Thursday, February 7, 2013

Let the Right One In (Tomas Alfredson)


Hindered by an unrelenting flow of school works and an unexpected visit of a debilitating headache, my film viewing momentum, as compared to last month, was relatively slowed down, to say the least. But nonetheless, I was still able to muster enough strength to watch two films, and this one counts as the first. Of course, with "Let the Right One In" being about a gothic love story between a bullied pre-adolescent boy and an isolated vampire girl, jokes about how this film is 'a much better love story than "Twilight"' will surely enter the discourse, which is, by the way, increasingly becoming very irritating. 
In more ways than one, "Let the Right One In", a film that merely runs for no longer than two hours, has perhaps captured the essence of a bloodthirsty romance without much narrative stretching (recall the "Twilight" 'saga') and unneeded sparkles. Starring two completely unknown actors, the film, set in the frozen landscapes of Blackeberg (in Stockholm), is about a deeply unsettling yet strangely charming romance between two youngsters, the introvert Oskar (Kåre Hedebrant) and the enigmatic Eli (Lina Leandersson), and how it affects, in unpredictable and horrific ways, the seemingly sterile existence of those around them. 

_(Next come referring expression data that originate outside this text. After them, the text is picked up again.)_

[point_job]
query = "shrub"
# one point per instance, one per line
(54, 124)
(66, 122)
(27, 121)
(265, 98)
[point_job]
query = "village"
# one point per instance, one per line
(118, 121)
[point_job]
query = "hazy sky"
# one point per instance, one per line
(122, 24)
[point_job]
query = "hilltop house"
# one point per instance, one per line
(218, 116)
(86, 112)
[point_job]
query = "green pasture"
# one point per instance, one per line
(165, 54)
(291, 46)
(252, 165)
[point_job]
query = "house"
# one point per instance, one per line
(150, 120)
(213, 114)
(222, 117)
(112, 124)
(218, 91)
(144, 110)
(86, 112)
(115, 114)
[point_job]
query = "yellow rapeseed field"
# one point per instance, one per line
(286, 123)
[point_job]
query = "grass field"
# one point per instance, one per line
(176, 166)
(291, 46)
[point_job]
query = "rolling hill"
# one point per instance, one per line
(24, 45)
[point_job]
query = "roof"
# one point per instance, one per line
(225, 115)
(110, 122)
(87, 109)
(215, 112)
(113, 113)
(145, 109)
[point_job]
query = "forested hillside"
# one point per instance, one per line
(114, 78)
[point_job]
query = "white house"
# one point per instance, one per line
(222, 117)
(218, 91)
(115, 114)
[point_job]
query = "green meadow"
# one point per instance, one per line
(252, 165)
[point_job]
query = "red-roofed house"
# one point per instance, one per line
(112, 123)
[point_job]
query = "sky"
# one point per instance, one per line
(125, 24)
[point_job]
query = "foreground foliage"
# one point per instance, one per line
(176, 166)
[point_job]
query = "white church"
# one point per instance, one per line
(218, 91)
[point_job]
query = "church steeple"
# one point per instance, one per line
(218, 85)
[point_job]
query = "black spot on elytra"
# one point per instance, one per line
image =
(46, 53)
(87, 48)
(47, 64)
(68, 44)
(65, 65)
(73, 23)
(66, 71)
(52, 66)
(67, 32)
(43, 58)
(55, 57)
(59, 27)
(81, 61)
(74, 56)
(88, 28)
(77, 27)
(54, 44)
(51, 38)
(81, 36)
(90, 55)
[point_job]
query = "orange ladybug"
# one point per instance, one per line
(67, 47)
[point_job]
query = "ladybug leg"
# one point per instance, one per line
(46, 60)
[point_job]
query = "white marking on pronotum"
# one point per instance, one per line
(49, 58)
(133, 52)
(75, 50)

With Tomas Alfredson being a filmmaker that prioritizes unnerving silence, motionlessness and deliberate yet tense pacing (which is also evident in his later film "Tinker, Tailor, Soldier, Spy") more than uncalled-for thrills and cheap cinematic trickeries, "Let the Right One In" was able to channel the story's highly supernatural premise with an infinitely more organic feel. With Alfredson being quite open about his nonchalant perspective towards the vampire mythos, he has completely removed the devilishly mythological aura that encapsulates the iconic vampire persona (only retaining the most basic ones, such as how the creature is easily burnt by sunlight, how they are quite immortal etc.) and instead overpowers it only with the very core essence of what motivates vampires to kill: their unquenchable thirst for blood. 

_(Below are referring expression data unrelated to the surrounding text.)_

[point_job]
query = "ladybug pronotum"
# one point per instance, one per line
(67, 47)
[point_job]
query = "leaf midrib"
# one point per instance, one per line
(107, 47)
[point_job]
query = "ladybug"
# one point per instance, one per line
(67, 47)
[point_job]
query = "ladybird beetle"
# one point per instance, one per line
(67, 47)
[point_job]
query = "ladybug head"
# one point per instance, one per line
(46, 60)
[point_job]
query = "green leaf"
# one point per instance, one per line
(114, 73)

With only these vampiric elements intact, Tomas Alfredson, although still conscious of the legendary stature of the creature he is tackling, has unexpectedly created something "John Hughes-esque" in the process, which easily connects with the audience on an emotional and personal level despite the fact that the film is centered on the blood trails of a young vampire. Alas, "Let the Right One In", a film that balances out the drama, comedy and uneasy love found deep within the heart of pre-adolescent existence, is indeed a very affectionate coming-of-age drama. And amid the film's shocking displays of blood-drenched violence, the film's themes were still compelling enough to power through the film's surface horrors and tell what might be, in a relatively long while, the most weirdly endearing tale of young love there is and also realize one of the most visually and thematically provocative explorations of a perfect yet seemingly improbable romantic connection found at the unlikeliest of situations (the film, after all, is based on a novel). 

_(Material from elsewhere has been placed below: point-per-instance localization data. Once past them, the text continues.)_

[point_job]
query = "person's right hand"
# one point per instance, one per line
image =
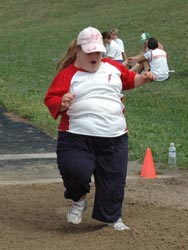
(66, 101)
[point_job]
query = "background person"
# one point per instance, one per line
(92, 134)
(139, 67)
(113, 50)
(114, 35)
(156, 58)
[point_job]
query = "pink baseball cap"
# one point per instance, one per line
(91, 40)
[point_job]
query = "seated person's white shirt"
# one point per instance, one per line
(113, 51)
(157, 59)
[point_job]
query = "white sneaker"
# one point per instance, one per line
(118, 225)
(74, 215)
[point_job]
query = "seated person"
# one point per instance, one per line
(154, 59)
(112, 49)
(144, 37)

But if there ever was an aspect that I admire most about "Let the Right One In", then it is how it has managed to make a vampire as formidably scary as possible yet was also able to tread the possibility that, after all, those vampiric hearts that vampire hunters keep on stabbing may just be beating cold meats waiting to let the right warmth in. Regardless of their highly distorted outlook on man-woman relationships, perhaps the likes of Count Orlok can truly attest to that, and so can Eli, a blood-thirsty (not to mention immortal) young girl who may have just ironically found her salvation, purpose and emotional growth in a most mortal love.